2022 Ford F-150 Lightning Dealer Markups
In the memo from Ford to their dealers they explicitly stated, “Examples of these negative interactions include demanding that customers who are already on the reservation list for the 22 MY [2022 model year] F-150 Lightning make additional deposits or payments. These actions are perceived as threatening customers by withholding their opportunity to convert reservations to orders.”
If you are on a Lightning reservation list and your dealer is requesting you put down an additional deposit or pay extra to retain your reservation, you DO NOT need to do that. Reference this memo when you reply to the dealer. Ford is adamant about preserving some sort of “positive” customer experience when it comes to purchasing the Lightning.
For the first time in a long time, we have an automaker standing up to their dealer body. Traditionally, automakers let their dealers do whatever they want with customers. At the end of the day MSRP does stand for “Manufacturers Suggested Retail Price”. That being said, Ford recognizes that companies like Tesla (which is currently valued at 10 times the valuation of Ford) have improved the customer experience, and Ford needs to catch up.
The memo goes on to read:
“This behavior is not allowable under Paragraph 6 of the Sales and Service Agreement. Paragraph 6(i) states that ‘The Dealer shall conduct dealership operations in a manner that will reflect favorably at all times on the reputation of the Dealer, other Company authored dealers, the Company, Company Products and trademarks and trade names used or claimed by the Company or any of its subsidiaries. The Dealer shall avoid in every way any ‘bait’, deceptive, misleading confusing or illegal advertising or business practices.'”
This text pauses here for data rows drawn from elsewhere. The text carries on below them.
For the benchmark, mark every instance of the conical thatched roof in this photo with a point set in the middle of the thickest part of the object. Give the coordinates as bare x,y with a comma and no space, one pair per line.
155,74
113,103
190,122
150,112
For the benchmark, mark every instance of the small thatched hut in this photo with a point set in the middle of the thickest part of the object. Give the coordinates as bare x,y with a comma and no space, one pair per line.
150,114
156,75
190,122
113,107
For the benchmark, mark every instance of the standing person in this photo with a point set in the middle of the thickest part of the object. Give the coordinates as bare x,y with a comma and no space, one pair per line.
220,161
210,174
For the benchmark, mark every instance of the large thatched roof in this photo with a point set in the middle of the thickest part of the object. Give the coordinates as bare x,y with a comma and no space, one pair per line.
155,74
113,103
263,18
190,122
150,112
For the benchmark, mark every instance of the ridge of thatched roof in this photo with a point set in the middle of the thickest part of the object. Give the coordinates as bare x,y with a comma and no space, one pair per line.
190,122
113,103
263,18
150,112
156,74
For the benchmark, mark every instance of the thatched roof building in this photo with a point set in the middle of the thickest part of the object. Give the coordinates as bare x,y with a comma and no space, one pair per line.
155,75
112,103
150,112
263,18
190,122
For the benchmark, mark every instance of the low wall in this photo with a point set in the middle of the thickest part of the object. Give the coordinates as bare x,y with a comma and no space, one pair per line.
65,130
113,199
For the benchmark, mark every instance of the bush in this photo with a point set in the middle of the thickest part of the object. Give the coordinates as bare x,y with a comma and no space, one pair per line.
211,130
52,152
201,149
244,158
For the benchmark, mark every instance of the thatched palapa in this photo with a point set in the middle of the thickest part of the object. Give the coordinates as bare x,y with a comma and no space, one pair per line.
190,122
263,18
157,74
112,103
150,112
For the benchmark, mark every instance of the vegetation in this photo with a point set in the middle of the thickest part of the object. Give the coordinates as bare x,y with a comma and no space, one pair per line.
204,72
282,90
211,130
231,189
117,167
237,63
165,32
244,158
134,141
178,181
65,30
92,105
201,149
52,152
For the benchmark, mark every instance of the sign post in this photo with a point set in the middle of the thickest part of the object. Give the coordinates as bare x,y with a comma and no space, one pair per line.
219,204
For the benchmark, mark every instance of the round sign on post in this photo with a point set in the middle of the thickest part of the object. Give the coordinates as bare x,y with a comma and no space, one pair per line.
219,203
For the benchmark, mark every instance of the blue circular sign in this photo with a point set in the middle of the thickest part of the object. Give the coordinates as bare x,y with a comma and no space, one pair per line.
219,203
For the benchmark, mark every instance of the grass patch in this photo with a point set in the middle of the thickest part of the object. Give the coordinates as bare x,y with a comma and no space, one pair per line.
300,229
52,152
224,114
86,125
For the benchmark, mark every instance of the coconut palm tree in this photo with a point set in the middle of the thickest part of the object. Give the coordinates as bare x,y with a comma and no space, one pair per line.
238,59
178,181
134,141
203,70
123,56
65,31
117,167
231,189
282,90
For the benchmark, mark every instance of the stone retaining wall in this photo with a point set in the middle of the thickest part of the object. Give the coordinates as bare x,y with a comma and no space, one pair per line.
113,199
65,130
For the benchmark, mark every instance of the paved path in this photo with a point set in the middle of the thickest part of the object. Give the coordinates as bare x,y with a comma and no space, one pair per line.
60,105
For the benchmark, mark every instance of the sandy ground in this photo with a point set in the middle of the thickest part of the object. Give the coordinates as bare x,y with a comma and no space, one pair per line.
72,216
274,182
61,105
This part of the memo is a bit humorous since Ford could easily reprimand all of their dealers for false advertising. As we all know bait and switch practices, deceptive pricing, and misleading and confusing tactics are used day in and day out at countless dealerships. That being said, Ford is threatening to not allocate F-150 Lightning inventory to dealers who behave in this way with the Lightning. That’s newsworthy as it’s the first time Ford or any major automaker has stood up to their dealers on a mass-market vehicle, and it could signal the beginning of the end for unilateral dealer control over the customer experience.
2022 Ford F-150 Lightning “No Sale” Clause
Ford is not only exhibiting control over their dealers, they’re also trying to control the re-sale market of the Lightning. From the memo, “In order to prevent the re-sale of 22MY F-150 Lightning, Ford is offering support for a No-Sale Provision to be signed by the customer at the time of purchase. Dealers may add this language to existing closing forms or create a new standalone document.”
The language Ford sent to their dealers reads, “Purchaser hereby agrees that it will not sell, offer to sell, or otherwise transfer any ownership interest in the Vehicle prior to the first anniversary of the date herof. Purchaser further agrees that Seller may seek injunctive relief to prevent the transfer of title of the Vehicle or demand payment from Purchaser of all value received as consideration for the sale or transfer.”
The memo goes on to state, “Dealers should consult with their legal counsel to address any state-specific requirements.”
Not only is the legality of this language a question, the ethics of it are questionable too. How can Ford try and control what a consumer can do after allowing their dealers have been adding additional dealer markup to their vehicles for over a year now?
Ford recognizes that their customers could make a profit by buying a new 2022 F-150 Lightning and re-selling it on the used car market. They have added this language to prevent them from doing that, but they haven’t done anything to stop their dealers from adding tens of thousands of markup to their vehicles. This seems like an overstep. Instead of trying to control consumers, Ford should focus on controlling their dealers first.